# nervous about driving new car



## prettyful (Mar 14, 2013)

I got a new car and I'm really nervous about driving it. I've driven other cars, but they were all pretty beat up and older. This one is new and REALLY EXPENSIVE! I'm scared I'm going to crash it or something.

Did anyone else feel nervous the first time they drove a new car?


----------



## Ckg2011 (Aug 9, 2011)

I was nervous when I first got my Mustang but now I just drive it. An I don't worry about crashing it. You can only control what you do in the car.


----------



## Micronian (Nov 11, 2004)

I feel the same way when I go back and forth from Japan to Canada (due to the differences in lanes and driver's side).

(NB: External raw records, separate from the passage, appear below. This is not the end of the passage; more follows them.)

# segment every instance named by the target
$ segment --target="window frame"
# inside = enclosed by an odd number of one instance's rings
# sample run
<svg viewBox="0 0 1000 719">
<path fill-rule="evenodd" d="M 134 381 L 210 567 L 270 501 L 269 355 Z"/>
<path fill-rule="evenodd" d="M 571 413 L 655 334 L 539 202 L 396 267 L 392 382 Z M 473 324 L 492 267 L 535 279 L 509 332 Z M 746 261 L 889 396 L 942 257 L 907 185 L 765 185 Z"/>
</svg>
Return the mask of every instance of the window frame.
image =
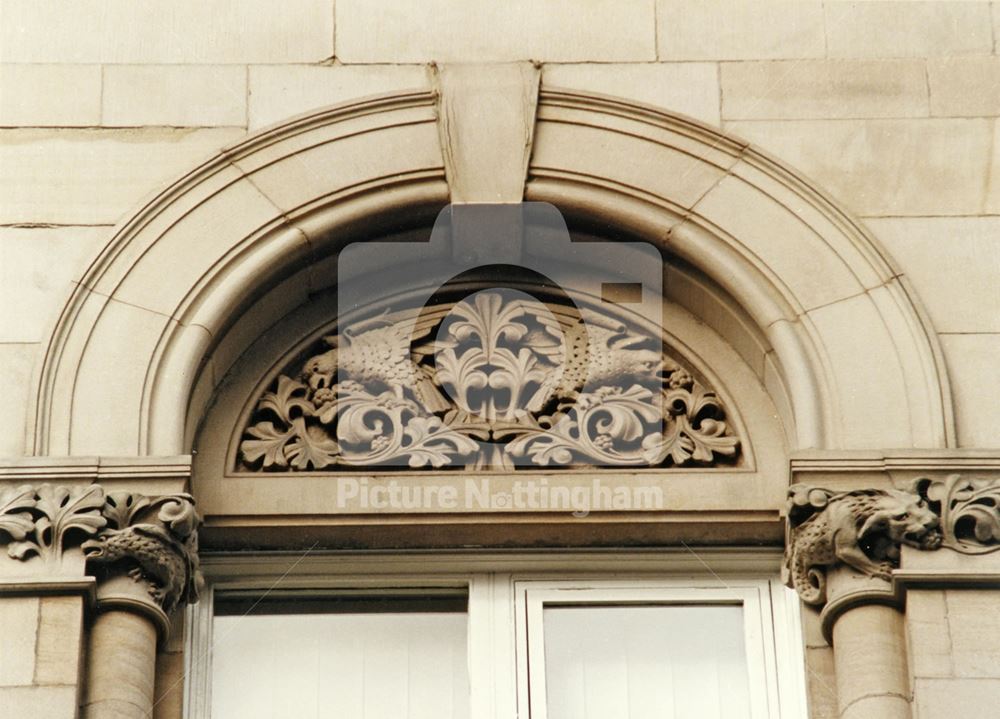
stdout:
<svg viewBox="0 0 1000 719">
<path fill-rule="evenodd" d="M 542 719 L 532 711 L 531 612 L 539 600 L 564 596 L 625 597 L 656 603 L 700 597 L 744 602 L 753 609 L 767 686 L 766 719 L 807 716 L 805 657 L 799 602 L 778 580 L 777 549 L 706 549 L 586 552 L 258 552 L 207 553 L 206 589 L 185 615 L 184 718 L 211 718 L 211 647 L 215 596 L 247 590 L 262 595 L 294 589 L 317 596 L 344 590 L 392 593 L 426 589 L 468 594 L 470 708 L 474 719 Z M 553 595 L 552 593 L 557 594 Z M 620 603 L 620 602 L 619 602 Z M 630 603 L 635 603 L 631 601 Z M 533 609 L 533 606 L 537 605 Z M 538 615 L 540 619 L 540 613 Z M 535 635 L 538 632 L 534 633 Z M 747 644 L 750 651 L 750 644 Z M 748 658 L 748 667 L 750 660 Z M 544 665 L 542 665 L 544 672 Z M 542 675 L 544 677 L 544 674 Z M 755 675 L 751 674 L 751 682 Z M 536 679 L 537 680 L 537 679 Z M 537 699 L 535 699 L 537 702 Z"/>
</svg>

But as long as you obey the traffic laws, you'll be fine. That's why they're there.


----------



## BobbyByThePound (Apr 4, 2012)

Close your eyes and trust in The Force


----------



## prettyful (Mar 14, 2013)

BobbyByThePound said:


> Close your eyes and trust in The Force


Closing my eyes while driving would definitely make me crash. :roll


----------



## musiclover55 (Feb 7, 2011)

My motivation would be "I'm paying a hell of a lot of money for this car. I better get my use out of it."


----------



## ItsEasierToRun (Feb 2, 2013)

I learned to drive in a little Nissan Micra.. It was a little b**** of a car, 5 gears and struggled to reach 70mph.. I recently got a Vaxhaul Astravan as my first vehicle.. It has a turbo and is like a rocket compared to the car I learned to drive in so it's taken a lot of adjusting :b


----------



## prettyful (Mar 14, 2013)

i dont have anxiety about driving in general, just about driving my brand new car. im paranoid ill crash it or someone will hit me or something :/


----------